– Star Tribune
It took all of 30 seconds for Mayor Kathi Hemken to spot a familiar face in New Hope’s Hy-Vee parking lot one recent morning.
“I come here a lot,” she said, waving at a man and taking brisk steps toward a store that she had already visited twice that week.
“This is the heart of the city,” said Hemken, 70. “It’s become the gathering place.”
Since opening in 2015, Hy-Vee has transformed a former Kmart site into what many describe as a new community hub for the northwest suburb of 20,000. Teenagers often walk there from nearby Cooper High School for afternoon snacks or for their after-school work shifts. Friends meet for coffee at the Starbucks inside the store. Families venture to the adjoining Market Grille restaurant for meals.
Residents and city leaders say the store is at the heart of a new energy stirring throughout New Hope. Across the street from Hy-Vee, work is now underway on a new City Hall and police station. A year-old Dunkin’ Donuts sits nearby, with the chain picking New Hope as one of the first Twin Cities locations for its re-entry into Minnesota.
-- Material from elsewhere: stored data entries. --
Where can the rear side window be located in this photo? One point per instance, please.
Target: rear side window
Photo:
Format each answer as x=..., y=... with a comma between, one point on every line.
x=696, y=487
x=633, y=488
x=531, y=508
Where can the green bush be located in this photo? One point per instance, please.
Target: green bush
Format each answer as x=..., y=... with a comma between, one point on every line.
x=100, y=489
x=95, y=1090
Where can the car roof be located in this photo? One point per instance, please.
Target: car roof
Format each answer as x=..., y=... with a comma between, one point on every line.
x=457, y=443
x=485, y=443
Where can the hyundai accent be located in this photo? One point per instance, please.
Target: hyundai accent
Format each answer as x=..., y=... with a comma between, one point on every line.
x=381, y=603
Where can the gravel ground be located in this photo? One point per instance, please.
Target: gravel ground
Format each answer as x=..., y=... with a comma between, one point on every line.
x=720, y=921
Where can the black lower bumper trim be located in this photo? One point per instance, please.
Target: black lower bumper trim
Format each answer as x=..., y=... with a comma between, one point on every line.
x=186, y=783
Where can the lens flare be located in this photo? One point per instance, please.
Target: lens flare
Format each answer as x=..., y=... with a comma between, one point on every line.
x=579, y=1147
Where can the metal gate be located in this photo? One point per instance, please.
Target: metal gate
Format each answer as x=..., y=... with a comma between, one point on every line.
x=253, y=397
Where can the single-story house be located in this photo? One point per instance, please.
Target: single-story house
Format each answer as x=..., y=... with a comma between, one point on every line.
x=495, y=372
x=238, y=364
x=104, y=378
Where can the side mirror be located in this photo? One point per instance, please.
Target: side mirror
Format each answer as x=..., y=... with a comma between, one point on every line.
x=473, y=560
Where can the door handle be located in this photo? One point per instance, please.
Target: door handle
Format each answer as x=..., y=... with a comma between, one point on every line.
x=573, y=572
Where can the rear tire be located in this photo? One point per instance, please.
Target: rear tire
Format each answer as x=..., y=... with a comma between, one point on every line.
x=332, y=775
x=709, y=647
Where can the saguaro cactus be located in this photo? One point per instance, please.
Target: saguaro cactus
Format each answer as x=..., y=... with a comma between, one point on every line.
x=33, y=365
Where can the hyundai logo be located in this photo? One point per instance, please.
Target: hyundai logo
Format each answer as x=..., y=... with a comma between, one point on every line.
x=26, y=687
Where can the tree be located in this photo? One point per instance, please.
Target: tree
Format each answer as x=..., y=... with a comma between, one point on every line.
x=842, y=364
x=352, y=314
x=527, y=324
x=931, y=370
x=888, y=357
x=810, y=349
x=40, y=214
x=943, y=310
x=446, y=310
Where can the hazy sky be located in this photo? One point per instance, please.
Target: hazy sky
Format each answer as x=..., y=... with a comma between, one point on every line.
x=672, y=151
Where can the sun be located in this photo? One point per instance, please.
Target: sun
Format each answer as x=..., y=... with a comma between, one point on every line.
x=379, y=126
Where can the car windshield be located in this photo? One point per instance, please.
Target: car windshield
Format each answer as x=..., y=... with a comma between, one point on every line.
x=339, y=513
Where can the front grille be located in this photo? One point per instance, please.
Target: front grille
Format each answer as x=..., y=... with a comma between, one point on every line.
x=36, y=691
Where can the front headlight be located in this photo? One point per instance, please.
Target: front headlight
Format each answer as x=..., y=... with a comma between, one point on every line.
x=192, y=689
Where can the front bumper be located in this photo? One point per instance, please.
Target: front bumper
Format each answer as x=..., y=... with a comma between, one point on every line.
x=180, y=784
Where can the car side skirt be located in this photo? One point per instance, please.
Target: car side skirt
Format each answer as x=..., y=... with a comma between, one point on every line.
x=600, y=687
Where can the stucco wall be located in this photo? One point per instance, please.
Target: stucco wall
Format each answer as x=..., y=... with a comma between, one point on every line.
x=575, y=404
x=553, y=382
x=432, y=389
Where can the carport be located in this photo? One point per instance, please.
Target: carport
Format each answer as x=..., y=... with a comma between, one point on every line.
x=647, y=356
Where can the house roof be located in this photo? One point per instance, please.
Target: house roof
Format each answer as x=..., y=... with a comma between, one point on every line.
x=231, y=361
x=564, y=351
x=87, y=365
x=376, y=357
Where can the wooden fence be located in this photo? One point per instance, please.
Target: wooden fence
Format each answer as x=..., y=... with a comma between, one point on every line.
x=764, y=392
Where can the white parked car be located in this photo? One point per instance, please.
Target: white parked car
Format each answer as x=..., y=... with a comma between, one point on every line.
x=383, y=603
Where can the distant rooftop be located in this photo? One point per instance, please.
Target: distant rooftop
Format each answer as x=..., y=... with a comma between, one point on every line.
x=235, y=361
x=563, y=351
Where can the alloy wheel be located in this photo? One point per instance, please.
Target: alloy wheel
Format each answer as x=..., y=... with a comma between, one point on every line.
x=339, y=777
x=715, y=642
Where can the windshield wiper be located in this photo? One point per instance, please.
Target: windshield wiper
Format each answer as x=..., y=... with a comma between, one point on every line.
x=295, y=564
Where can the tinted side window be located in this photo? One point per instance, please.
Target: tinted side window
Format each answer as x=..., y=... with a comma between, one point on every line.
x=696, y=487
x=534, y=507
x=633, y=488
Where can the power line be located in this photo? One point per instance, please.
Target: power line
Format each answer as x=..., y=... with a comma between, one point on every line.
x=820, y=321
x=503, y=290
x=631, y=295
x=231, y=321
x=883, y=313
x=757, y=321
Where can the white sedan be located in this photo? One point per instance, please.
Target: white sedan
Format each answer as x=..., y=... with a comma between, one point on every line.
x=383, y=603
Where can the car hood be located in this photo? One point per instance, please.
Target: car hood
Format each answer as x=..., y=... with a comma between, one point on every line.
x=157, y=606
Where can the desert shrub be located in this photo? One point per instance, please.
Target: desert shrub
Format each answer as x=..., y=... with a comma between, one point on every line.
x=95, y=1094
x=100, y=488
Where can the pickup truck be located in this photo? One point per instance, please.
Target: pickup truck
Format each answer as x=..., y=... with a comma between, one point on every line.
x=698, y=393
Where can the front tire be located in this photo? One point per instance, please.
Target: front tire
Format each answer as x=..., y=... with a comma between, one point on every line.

Single-family homes in a new housing development are selling faster and for more money than the developer expected. The city’s first luxury apartment building is taking shape near the municipal golf course, a $43 million project from Minneapolis-based Alatus LLC.
And residents are taking notice of the changes, said Kirk McDonald, New Hope’s city manager.
“I think there’s a new excitement or a new enthusiasm in the air,” McDonald said. “It has given residents, well, let’s just say a ‘new hope.’ ”
Ripe for redevelopment
Like many inner-ring suburbs, New Hope has been built out for decades, with most of its housing stock constructed before 1980. And like its peers, the suburb has seen its population age and slowly decline over the years.
Land can be tough to come by, pushing the city to make opportunities count.
That has led city leaders to adopt an aggressive approach in their recent redevelopment efforts, scooping up certain spots in town as they pop up for sale and then seeking the right proposals from developers, McDonald said.
That’s what happened when the city acquired a property near the golf course in 2008 and tore down some dilapidated apartment buildings on the site. The land sat vacant once the Great Recession hit, but then Alatus came knocking a few years ago. Now a 182-unit luxury apartment building is expected to be completed later this year.
A similar story unfolded in 2013 when the city snatched up a property where a closed school building sat after the site came up for sale. Centra Homes soon put in a 60-unit housing development, offering a mix of single-family homes and townhouses, which have sold for more than $300,000 on average.
The sold-out community, dubbed Parkview, is considered New Hope’s first major housing development in decades.
Then there’s Hy-Vee, a major part of the city’s recent momentum. It’s now the fifth-largest employer in New Hope, which the city said had gone for more than 20 years without a grocery store.
The back story played out much the same, with the city buying the former Kmart property in 2012 and holding onto it until the right suitor came along. Not long after, the Iowa-based company picked the New Hope site to help the grocery chain make its big debut in the Twin Cities.
“We broke into our happy dance,” Hemken said. “Hy-Vee is an incredible success story for a small town.”
It was one of the metro’s first two Hy-Vee stores — the other is located in Oakdale. But New Hope city leaders say theirs opened a smidge sooner than Oakdale’s when both stores debuted in September 2015. (Just ask Hemken how many minutes sooner.)
On her recent shopping trip, Hemken thumbed through her coupons and zipped through the aisles, pushing her cart like she drives her speedy Dodge Challenger. She spotted longtime New Hope resident and Hy-Vee worker PJ Peterson as she hunted for macaroni near aisle 3.
“Hi, Mayor, how are you?” he called out.
About 580 employees work at the store. Regular shoppers know some by name, including James Sloan, who is blind and bags groceries. Students from nearby Cooper High School also work there, with some saying it’s a needed job hub in an area where jobs for teens can be hard to find.
“Hy-Vee is the main busy place,” 17-year-old Roderick Jenkins said. “You’ll see people studying there. They’ll go after school and grab a bite to eat.”
Classmate Carlya Watkins, 18, also works at Hy-Vee and said it offers a welcome alternative to dining at McDonald’s: “I don’t even remember what it was like in New Hope before Hy-Vee got here.”